Ukraine : autour des champs de mines, l’agriculture s’adapte
Dans notre no 11, nous évoquions le combat écologique face à la guerre en Ukraine1. Voici celui d’agriculteurs qui continuent leur métier dans un pays enlisé dans le conflit. Reportage en Volhynie, au nord-ouest du pays, zone relativement épargnée par les combats qui a vu ses exploitations agricoles s’adapter et même bénéficier d’un certain dynamisme malgré le contexte.
Enlisée dans la guerre, l’Ukraine est devenu le plus grand champ de mines mondial. En février 2024, le territoire truffé d’objets explosifs est estimé à 156 000 kilomètres carrés, soit 25 % de la superficie totale du pays, selon le Service d’urgence d’État ukrainien2. Autant de terres inexploitables pour l’agriculture. Si les médias généralistes ont surtout évoqué les exportations de blé ukrainien dès le début de l’invasion russe en octobre 2022, le secteur agricole du pays ne se limite pas aux céréales et aux oléagineux, bien qu’il en soit parmi les plus gros producteurs au monde. Côté élevage, les moutons et les chèvres ont représenté 1 200 tonnes d’animaux vivants à l’export en 2024, soit une augmentation de 60 % par rapport à la même période en 2023. La résilience n’est donc pas un mot galvaudé pour l’agriculture du pays qui fait plus que résister dans un pays en guerre. « Certaines productions ont en revanche diminué car les champs de mines ont fortement empiété sur les terres agricoles », tempère Oksana Yukhimyk, responsable du département du développement régional de la communauté territoriale de Shatsk, qui regroupe 31 communes. « Même si le climat actuel est très compliqué pour les potentiels investisseurs, nous pouvons dire que pour les champignons comme pour les myrtilles, la production a augmenté. »

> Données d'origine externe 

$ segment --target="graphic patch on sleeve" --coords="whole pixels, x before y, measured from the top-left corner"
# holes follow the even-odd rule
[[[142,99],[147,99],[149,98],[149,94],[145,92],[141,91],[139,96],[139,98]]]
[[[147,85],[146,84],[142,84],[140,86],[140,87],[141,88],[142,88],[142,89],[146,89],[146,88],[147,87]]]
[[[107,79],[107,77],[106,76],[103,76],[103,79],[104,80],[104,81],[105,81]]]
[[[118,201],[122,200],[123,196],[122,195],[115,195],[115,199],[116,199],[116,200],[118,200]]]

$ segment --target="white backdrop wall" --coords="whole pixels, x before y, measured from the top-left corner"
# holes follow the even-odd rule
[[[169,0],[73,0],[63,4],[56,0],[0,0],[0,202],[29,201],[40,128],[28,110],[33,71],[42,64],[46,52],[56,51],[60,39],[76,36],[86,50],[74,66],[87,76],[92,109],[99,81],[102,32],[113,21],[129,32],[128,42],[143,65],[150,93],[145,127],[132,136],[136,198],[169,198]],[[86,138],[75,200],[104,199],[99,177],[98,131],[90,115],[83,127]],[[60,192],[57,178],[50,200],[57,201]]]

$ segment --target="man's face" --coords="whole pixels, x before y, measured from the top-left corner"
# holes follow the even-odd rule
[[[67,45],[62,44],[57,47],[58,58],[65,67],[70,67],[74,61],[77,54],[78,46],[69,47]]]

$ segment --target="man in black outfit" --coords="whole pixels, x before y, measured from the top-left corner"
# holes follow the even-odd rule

La route est longue pour se rendre à la ferme de Viаtcheslav Zinkevich, à Olmeno, au nord-ouest de l’Ukraine. Pour accéder à cet ancien kolkhoze, il faut passer plusieurs checkpoints militaires et certains bords de route sont balisés pour prévenir de la présence de mines. Bien que loin du front en ce mois de janvier 2024 neigeux, la région est très surveillée car la frontière de la Biélorussie est presque visible sur le chemin et le pays du dictateur Loukachenko est un allié de la Russie de Poutine. « À vrai dire, la guerre n’a presque rien changé pour ma ferme et je dirais même que ce contexte nous aide un peu, notre viande se vend à meilleur prix », explique Viаtcheslav Zinkevich, qui revendique un cheptel d’environ 2 500 bêtes, essentiellement des moutons mais aussi environ 300 vaches, des chèvres et une quinzaine de chevaux.
Au global, l’agriculture du pays a dû faire face à des problématiques de taille, comme des pénuries (carburant, engrais et main-d’œuvre par exemple) mais aussi des territoires conquis ou impraticables à l’est (-21 % de la surface agricole totale), ajoutées au blocage des ports de la mer Noire entravant les exportations. L’Ukraine est encore loin de ses niveaux d’avant-guerre. La production de céréales et d’oléagineux est passée de 107 millions de tonnes en 2021 à environ 77 millions de tonnes en 2024, soit une baisse d’environ 28 % selon Reuters. « Les fermes à l’est de l’Ukraine ont été détruites. Une grosse partie de l’élevage là-bas s’est arrêtée, les soldats russes ont même parfois pillé des exploitations. La demande est donc plus grande et je pourrais facilement augmenter ma marge de 20 à 30 %, je vendrais ma viande aussi bien », confie Viаtcheslav Zinkevich.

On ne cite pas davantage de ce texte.